Sunday, August 29, 2004

The starting point...

You will have to forgive me, and in particular the fairly anonymous "Chad" who started the blog called atheism and humanism , for me even thinking about this.

As I have said in the header, this is as much about me "finding myself" as anything. It concentrates on "religion", and my total lack of it.

What I do not want to have happen is for anyone reading these pages coming away thinking that I am trying to make them think in the way that I believe.

That perhaps is the place to start. My first precept.

This is a totally personal statement.
It is a voyage of self-exploration.
It has no validity outside of MY brain.
It is absolutely NOT debateable.



Note - errors of fact, omission and commission are fair game. I am always ready to learn.

Any comment that passes from "correction" to proselytising, from truth to criticism, will be harshly dealt to. I might even get personal about the author in public.

A personal message to "Chad" should he ever pass this way -

Chad, your name and post might crop up here more than you might like. If it does then it is not intended to be personal. I thank you for the idea of this blog. In some ways, yours could well be a mirror to this because already as I write I know that I can not agree with where your "Atheism and Humanism" is headed. Not at the moment anyway.

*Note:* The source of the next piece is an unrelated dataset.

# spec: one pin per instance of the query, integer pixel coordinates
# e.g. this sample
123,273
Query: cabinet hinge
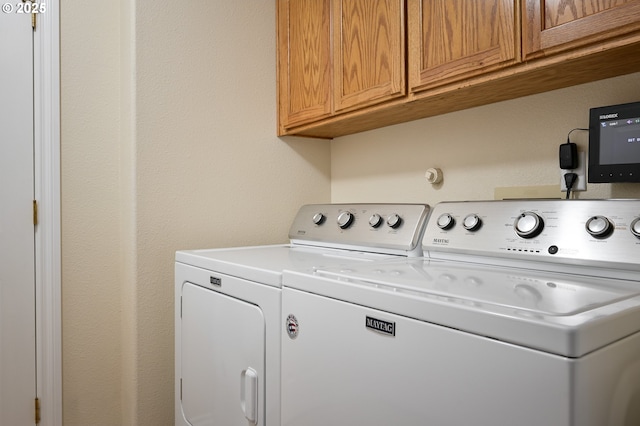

Rather than trying to begin with definitions and then seeing which might apply; rather than getting into the depths of the conscious reasoning for my present beliefs; and certainly not to try and critique any of the religions; I intend to start with myself, where I have been, and where I am now.

My father's family was Anglican. My grandparents "strict" Anglican, though I never once was aware of them attending church except on high family days - weddings, christenings and funerals.

My mother's family was Methodist. My maternal grandmother referred occasionally in letters to attending church.

So, my first recollection of "church" is not until I was about 8 years old. We were living at that time in a very remote milling village 50 odd miles on unsealed roads from anywhere - the nearest anywhere was either Wairoa on the East Coast or Rotorua. The school where my parents were teaching was right next door to the Methodist (and only local) church. The rationale behind all three of us (me, my two younger brothers) was to get us out of the house for a couple of hours on a Sunday morning and into something that might do us some good as well as being a free baby sitting service. With thirty years of marriage and two kids of my own behind me I can think of far more fundamental reasons...not for debate.

"Sunday School" was bearable. It had enough interest for the first six months until the learning of catechisms and verses from the Bible began. At that point taking, and getting lost in, the short cut through the swamp between the school and the church began to take on far greater attractions.

Flash forward two years and the family has moved from the remote inland village to "seaside resort". My parents were owners/managers of a motel and teaching part time. Sundays were spent working in one form or another except during the six months late October to late April. Over those summer months, Sunday was yachting. Down the hill from us, was a Baptist Childrens' Camp. The seniors from the camp over the Christmas New Year period would hold "open classes" for kids on the beach. It was quite a good idea in some respects. Nail the kids down there, get them involved and then mum and dad have some time to themselves. Someone, my mother I think, thought it a good idea of we spent some of our summer holidays at the week long live in course that they held. That was where I had my first experience of serious proselytising - in the form of three boys trying their best to "convert" me. My major puzzlement was "...Into what? A toad?" After two late night sessions I think that I was given up as a hopeless case obviously on a fast track to hell.

Flash forward another two or three years. From somewhere came a paperback copy of Aldous Huxley's The Perennial Philosophy. Now that did have an impact. I read it until the binding collapsed. The proposition that Huxley was threading was the commonality of principles between the major religions. That led me into totally new realms of thought, belief and ideas. If you had asked at that time what religion I followed I would probably have said "Bhuddist". Looking back I know that answer would be given solely for impact. In substance I was no more Bhuddist than Christian.

So, there we have me at the age of thirteen or fourteen; what the "missionaries" would probably call "a rudderless ship".

I was (still am when I get the chance) also a voracious reader. Anything and everything in print that came my way. Included in that bunch was the Britannica "The Great Ideas" books. Everything from the ancient Greeks who I found understandable to Freud and Jung who were unintelligible.

Out of that melange was the formative stages of where I am now. Foremost in my mind the principles of honesty, virtue, and selflessness. Score me two out of three on those. Well, make it one and two halfs if you must. It was also based upon the security of living at home, caring parents, and a lifestyle that city kids would kill for.

That was destroyed with the death of my mother when I was 16. That was the first point in the "learning curve of life" to be put in place by my father. "Be sad, it is right. Remember, that is right too. But there is a point where you have to return to your life." After one last year at school, I was dispatched to Auckland to live my own life. My 17th birthday presents were a very large suitacase, a one way bus ticket, and a loan of $20, equivalent to $200 present day.

Thus was a very naive and really quite shy person let loose on this world. I very quickly learned that honesty, virtue and selflessness does not get you very far unless mixed with equal amounts of cynicism and reality. Learning that took me perhaps another two years.